For the algorithm, the problem is the implementation
not the sort'n'subtract. With 4 values on top and 5 underneath, there
are numerous ways in which the subtraction needs to be
done.
That's why I simply enumerated each factorial's terms in increasing order and
merged the streams, canceling in passing. It was a heck of a lot
easier than writing a fast, robust representation of intervals, and yet this crude implementation is "fast enough": Less than 17
percent of my code's time is spent on this task (see profile report,
below). Were I to eliminate this time entirely, I would gain only a
one-fifth improvement in overall speed, and that fact suggests that this line of optimization has petered out.

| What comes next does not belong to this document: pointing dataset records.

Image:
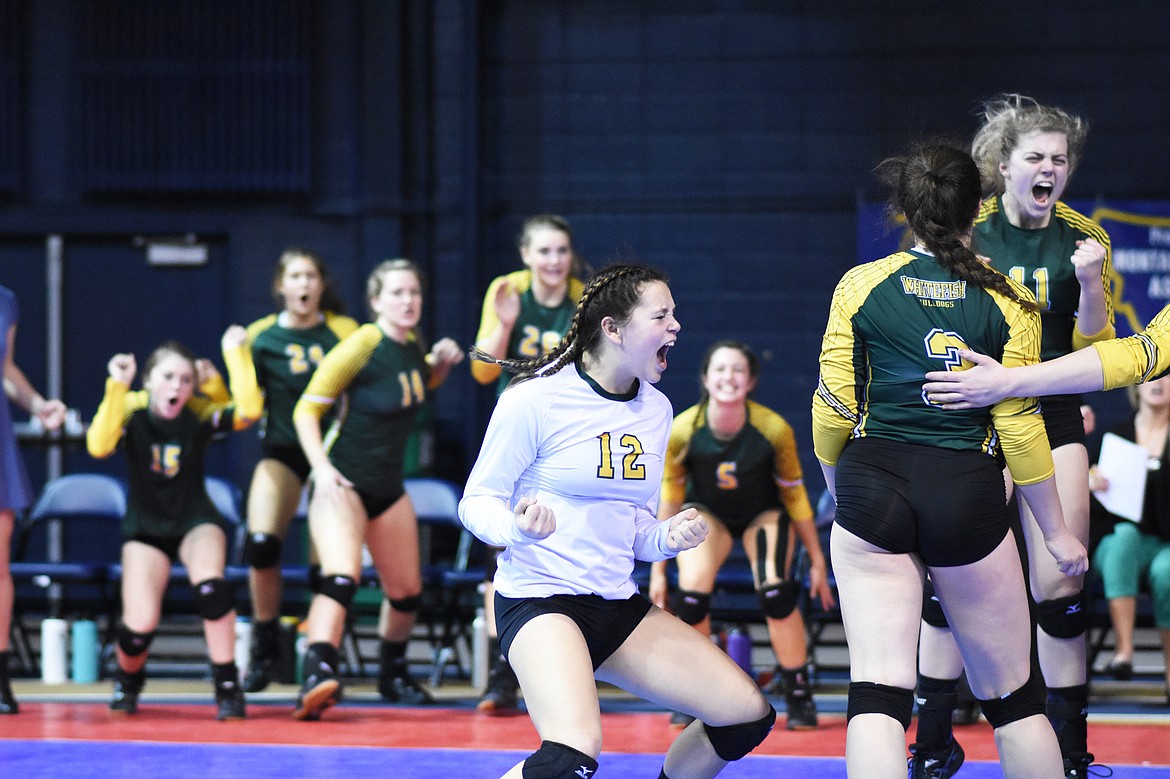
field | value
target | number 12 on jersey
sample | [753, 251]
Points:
[630, 466]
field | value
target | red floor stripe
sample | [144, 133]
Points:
[466, 729]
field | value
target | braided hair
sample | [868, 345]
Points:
[612, 293]
[330, 301]
[704, 398]
[936, 186]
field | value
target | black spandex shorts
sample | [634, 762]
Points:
[1062, 420]
[290, 456]
[944, 505]
[605, 624]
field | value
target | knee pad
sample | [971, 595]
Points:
[692, 607]
[1025, 702]
[214, 598]
[339, 587]
[779, 600]
[131, 642]
[406, 605]
[733, 742]
[869, 697]
[490, 562]
[931, 608]
[262, 550]
[1062, 618]
[556, 760]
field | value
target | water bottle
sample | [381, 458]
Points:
[54, 650]
[740, 648]
[242, 645]
[480, 660]
[84, 652]
[286, 649]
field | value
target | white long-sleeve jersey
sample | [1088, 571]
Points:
[596, 460]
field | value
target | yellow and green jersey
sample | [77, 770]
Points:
[537, 331]
[1040, 260]
[894, 319]
[382, 385]
[756, 470]
[284, 359]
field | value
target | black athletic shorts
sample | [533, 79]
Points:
[735, 525]
[293, 457]
[1062, 420]
[374, 504]
[944, 505]
[604, 624]
[170, 544]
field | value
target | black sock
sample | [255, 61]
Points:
[225, 675]
[392, 656]
[936, 698]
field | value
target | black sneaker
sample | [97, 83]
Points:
[1079, 765]
[928, 764]
[126, 688]
[404, 689]
[502, 688]
[228, 702]
[322, 688]
[802, 712]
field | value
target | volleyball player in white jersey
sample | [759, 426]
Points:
[568, 480]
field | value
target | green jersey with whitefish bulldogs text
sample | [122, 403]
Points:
[1040, 261]
[537, 331]
[383, 384]
[894, 319]
[284, 359]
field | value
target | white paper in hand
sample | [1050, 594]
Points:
[1124, 464]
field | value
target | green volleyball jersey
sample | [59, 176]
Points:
[165, 456]
[894, 319]
[754, 471]
[284, 359]
[537, 331]
[1040, 260]
[384, 384]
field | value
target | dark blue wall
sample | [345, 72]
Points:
[727, 140]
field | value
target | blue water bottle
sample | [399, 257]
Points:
[83, 640]
[740, 648]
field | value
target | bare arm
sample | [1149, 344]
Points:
[989, 381]
[21, 392]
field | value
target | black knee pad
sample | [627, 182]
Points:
[131, 642]
[214, 598]
[407, 605]
[692, 607]
[869, 697]
[733, 742]
[1025, 702]
[778, 600]
[339, 587]
[1062, 618]
[556, 760]
[931, 608]
[490, 562]
[262, 550]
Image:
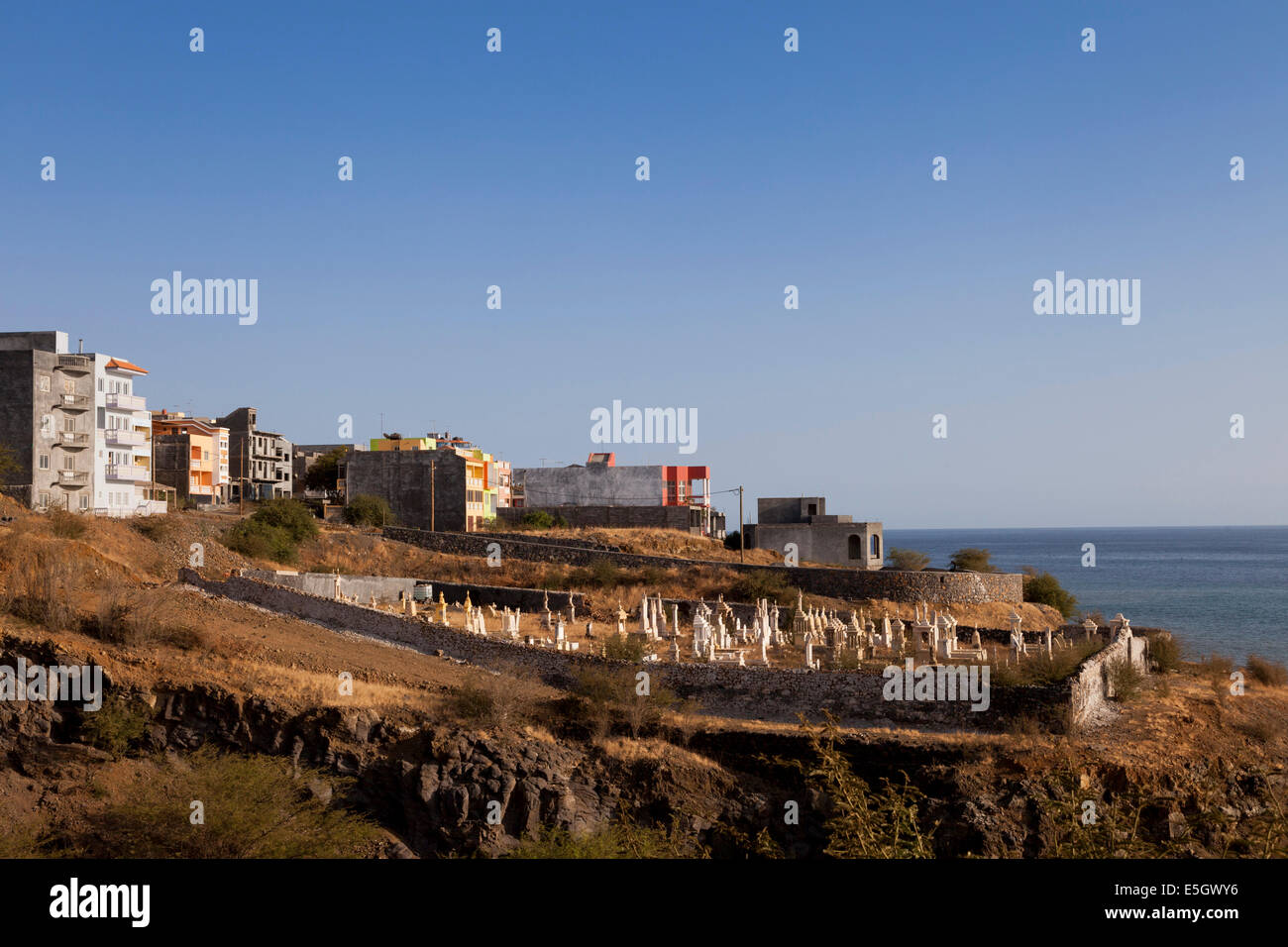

Interesting tidbit: The entire pre-multiplication pipleline accounts for only 6 percent of the overall allocation cost, suggesting that the lazy build-and-merge-and-cancel operation works in near-constant space.
Cheers,
Tom
individual inherited
COST CENTRE entries %time %alloc %time %alloc
MAIN 0 0.0 0.0 100.0 100.0
main 1 0.0 0.0 90.5 82.4
pCutoff 1 0.0 0.0 90.5 82.4
toRatio 1 16.7 0.0 73.8 76.4
bigProduct 2 57.1 76.3 57.1 76.3
rpCutoff 1 0.0 0.0 16.7 6.0 <--- here
rdivide 1 0.0 0.0 0.0 0.0
rtimes 1 0.0 0.0 0.0 0.0
rtimes 0 0.0 0.0 4.8 0.7
rdivide 1 0.0 0.0 4.8 0.7
cancel 113163 4.8 0.7 4.8 0.7
merge 2 0.0 0.0 0.0 0.0
facproduct 2 0.0 0.0 11.9 5.3
fac 9 4.8 2.8 4.8 2.8
rproduct 2 0.0 0.0 7.1 2.5
rtimes 9 0.0 0.0 7.1 2.5
cancel 9 0.0 0.0 0.0 0.0
merge 294870 7.1 2.5 7.1 2.5
CAF 1 0.0 0.0 9.5 17.6
sciformat 3 0.0 0.0 9.5 17.6
tosci 7031 9.5 17.4 9.5 17.6
digits 122 0.0 0.2 0.0 0.2
Note: All pre-multiplication logic, including merging and canceling,
is contained within the inherited time marked "here".